OSError: [Errno 38] Function not implemented

This is because AWS Lambda functions are very bare bones, and have no shared memory device (/dev/shm).

The Solution

There is a workaround using Pipes and Processes. Amazon documented it in this blog post. However that example is very much tied to the work being done, it doesn't have great error handling, and is not structured in the way you'd expect when using the normal multiprocessing library.

The purpose of this library is to take the solution from that blog post, and turn it into a drop-in replacement for multiprocessing.Pool. This also includes unit testing, error handling etc, to match what you get from multiprocessing.Pool.

Usage

Install with:

pip install lambda_multiprocessing

Once you've imported Pool, it acts just like multiprocessing.Pool. Details here.

from lambda_multiprocessing import Pool

def work(x):
    return x*x

with Pool() as p:
    results = p.map(work, range(5))
assert results == [x*x for x in range(5)]

Note that Lambda functions usually have only 2 vCPUs. If you allocate a lot or memory you get a few more. (e.g. 3 at 5120MB, 6 at 10240MB) The performance benefit you get from multiprocessing CPU-bound tasks is equal to the number of CPUs, minus overhead. (e.g. double speed for multiprocessing with 2 vCPUs) You can get bigger performance benefits for IO-bound tasks. (e.g. uploading many files to S3, publishing many payloads to SNS etc).

Limitations

When constructing the pool, initializer, initargs, maxtasksperchild and context have not been implemented.

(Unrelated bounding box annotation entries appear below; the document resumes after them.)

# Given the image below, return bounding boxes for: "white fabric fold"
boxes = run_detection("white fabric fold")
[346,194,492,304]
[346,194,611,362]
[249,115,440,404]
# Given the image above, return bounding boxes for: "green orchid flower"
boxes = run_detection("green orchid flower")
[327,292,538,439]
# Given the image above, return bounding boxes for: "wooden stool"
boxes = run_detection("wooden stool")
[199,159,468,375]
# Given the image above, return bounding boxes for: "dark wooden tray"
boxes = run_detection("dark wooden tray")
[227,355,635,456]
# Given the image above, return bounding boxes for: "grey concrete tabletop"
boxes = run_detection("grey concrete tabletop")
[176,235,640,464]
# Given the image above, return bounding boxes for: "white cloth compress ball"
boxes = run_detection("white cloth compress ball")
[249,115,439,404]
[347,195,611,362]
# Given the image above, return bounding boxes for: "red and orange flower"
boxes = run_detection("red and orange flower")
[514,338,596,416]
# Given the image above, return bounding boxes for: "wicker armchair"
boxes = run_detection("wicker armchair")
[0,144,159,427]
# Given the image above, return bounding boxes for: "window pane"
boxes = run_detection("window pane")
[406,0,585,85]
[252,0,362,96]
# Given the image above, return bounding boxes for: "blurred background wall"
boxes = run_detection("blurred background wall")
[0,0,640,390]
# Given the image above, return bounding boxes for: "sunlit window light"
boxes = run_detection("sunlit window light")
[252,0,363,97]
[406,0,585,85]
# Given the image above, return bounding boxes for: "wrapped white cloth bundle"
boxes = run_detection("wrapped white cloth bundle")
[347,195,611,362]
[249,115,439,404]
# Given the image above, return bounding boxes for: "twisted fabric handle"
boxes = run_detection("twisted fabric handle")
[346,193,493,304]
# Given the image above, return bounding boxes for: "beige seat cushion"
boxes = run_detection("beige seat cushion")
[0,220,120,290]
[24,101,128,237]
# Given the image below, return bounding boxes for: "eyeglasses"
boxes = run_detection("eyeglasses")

For *map* functions, callbacks and chunk sizes have not been implemented.

imap and imap_unordered have not been implemented.

If you need any of these things implemented, raise an issue or a PR in github.

Concurrency Safety

Boto3 (the AWS SDK) is concurrency safe. However the client and session objects should not be shared between processes or threads. So do not pass those to or from the child processes.

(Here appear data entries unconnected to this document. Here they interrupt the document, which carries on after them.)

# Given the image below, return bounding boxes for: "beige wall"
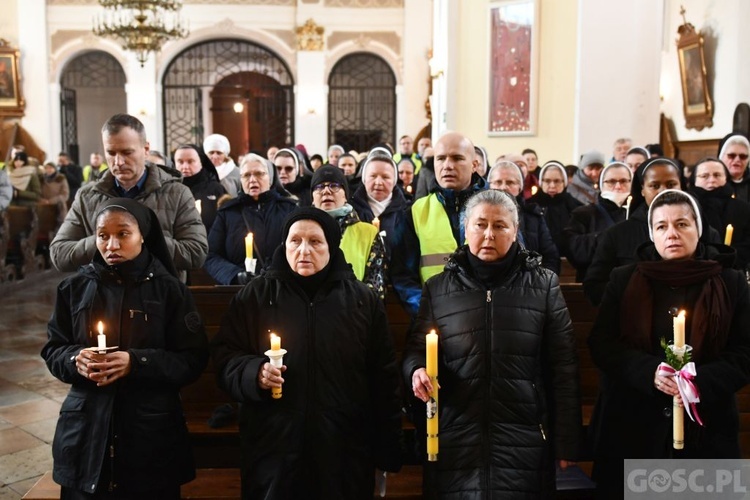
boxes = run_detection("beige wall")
[456,0,578,162]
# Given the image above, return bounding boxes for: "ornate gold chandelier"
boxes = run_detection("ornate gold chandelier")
[93,0,188,67]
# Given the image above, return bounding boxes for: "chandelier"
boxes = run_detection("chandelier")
[93,0,188,67]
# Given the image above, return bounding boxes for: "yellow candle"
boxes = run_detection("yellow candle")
[271,333,281,399]
[724,224,734,245]
[250,233,253,259]
[96,321,107,350]
[672,311,685,450]
[425,330,438,462]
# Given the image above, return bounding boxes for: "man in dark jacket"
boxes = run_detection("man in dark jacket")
[57,151,83,203]
[50,114,208,281]
[391,132,487,317]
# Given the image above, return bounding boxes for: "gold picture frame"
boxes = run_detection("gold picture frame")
[677,22,714,130]
[0,38,26,118]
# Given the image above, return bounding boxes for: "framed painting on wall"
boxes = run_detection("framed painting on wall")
[677,19,714,130]
[0,39,25,117]
[488,0,539,136]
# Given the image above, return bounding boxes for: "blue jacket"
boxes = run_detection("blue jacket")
[204,189,297,285]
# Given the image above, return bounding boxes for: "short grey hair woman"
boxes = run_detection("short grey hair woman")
[403,190,581,498]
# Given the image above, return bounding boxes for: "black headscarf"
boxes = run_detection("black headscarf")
[94,198,176,277]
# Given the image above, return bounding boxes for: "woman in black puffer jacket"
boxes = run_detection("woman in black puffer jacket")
[403,190,581,499]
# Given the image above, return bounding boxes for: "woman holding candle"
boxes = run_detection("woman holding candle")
[312,165,393,298]
[42,198,208,499]
[204,153,297,285]
[403,190,581,499]
[212,205,401,500]
[589,190,750,499]
[690,158,750,269]
[351,150,411,261]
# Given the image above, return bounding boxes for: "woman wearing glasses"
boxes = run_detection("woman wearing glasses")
[529,161,581,254]
[562,162,633,283]
[204,150,296,285]
[312,165,386,299]
[719,135,750,202]
[273,148,312,207]
[690,158,750,270]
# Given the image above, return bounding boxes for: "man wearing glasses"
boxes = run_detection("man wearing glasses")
[562,162,633,283]
[391,132,488,317]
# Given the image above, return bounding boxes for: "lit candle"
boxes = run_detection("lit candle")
[425,330,438,462]
[96,321,107,354]
[672,311,685,450]
[724,224,734,246]
[625,195,633,219]
[269,332,284,399]
[250,233,253,259]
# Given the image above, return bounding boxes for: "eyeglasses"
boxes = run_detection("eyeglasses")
[696,172,724,181]
[313,182,344,193]
[727,153,747,161]
[604,179,631,187]
[240,170,268,181]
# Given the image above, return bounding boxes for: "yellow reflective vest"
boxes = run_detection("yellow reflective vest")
[411,193,457,284]
[340,222,378,281]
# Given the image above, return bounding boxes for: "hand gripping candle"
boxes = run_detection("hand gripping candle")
[265,332,286,399]
[672,311,685,450]
[96,321,107,354]
[425,330,438,462]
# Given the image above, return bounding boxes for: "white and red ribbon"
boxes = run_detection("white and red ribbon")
[656,361,703,426]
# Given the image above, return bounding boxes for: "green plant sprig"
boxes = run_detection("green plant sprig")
[659,337,692,370]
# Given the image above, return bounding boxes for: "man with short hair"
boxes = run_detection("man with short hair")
[83,153,107,184]
[568,151,604,205]
[50,114,208,279]
[391,132,487,317]
[57,151,83,203]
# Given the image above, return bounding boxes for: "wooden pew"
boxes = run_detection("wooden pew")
[6,206,44,278]
[36,203,62,269]
[0,210,16,283]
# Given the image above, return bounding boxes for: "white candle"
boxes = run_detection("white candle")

moto (a library for unit-testing code that uses boto, by emulating most AWS services in memory) is not concurrency safe. So if you're unit testing using moto, pass 0 as the first argument to Pool, and then all the work will actually be done in the main thread. i.e. no multiprocessing at all. So you need an if statement to pass 0 or a positive integer based on whether this is unit testing or the real thing.

Development

This library has no dependencies. The unit tests depend on boto3 and moto.

pip install -r lambda_multiprocessing/requirements_test.txt

Then you can run the unit tests with:

python3 -m unittest

The tests themselves are defined in lambda_multiprocessing/test_main.py.

CICD is for the GitHub Actions which run the unit tests and integration tests. You probably don't need to touch those.

Design

When you __enter__ the pool, it creates several Childs. These contain the actual child Processes, plus a duplex pipe to send Tasks to the child and get Responses back.

The child process just waits for payloads to appear in the pipe. It grabs the function and arguments from it, does the work, catches any exception, then sends the exception or result back through the pipe. Note that the arguments and return functions to this function could be anything. (It's even possible that the function returns an Exception, instead of throwing one.)

To close everything up when we're done, the parent sends a different subclass of Request, which is QuitSignal. Upon receiving this, the child will gracefully exit.

We keep a counter of how many tasks we've given to the child, minus how many results we've got back. When assigning work, we give it to a child chosen randomly from the set of children whose counter value is smallest. (i.e. shortest backlog)

When passing the question and answer to the child and back, we pass around a UUID. This is because the client may submit two tasks with apply_async, then request the result for the second one, before the first. We can't assume that the next result coming back from the child is the one we want, since each child can have a backlog of a few tasks.

Originally I passed a new pipe to the child for each task to process, but this results in OSErrors from too many open files (i.e. too many pipes), and passing pipes through pipes is unusually slow on low-memory Lambda functions for some reason.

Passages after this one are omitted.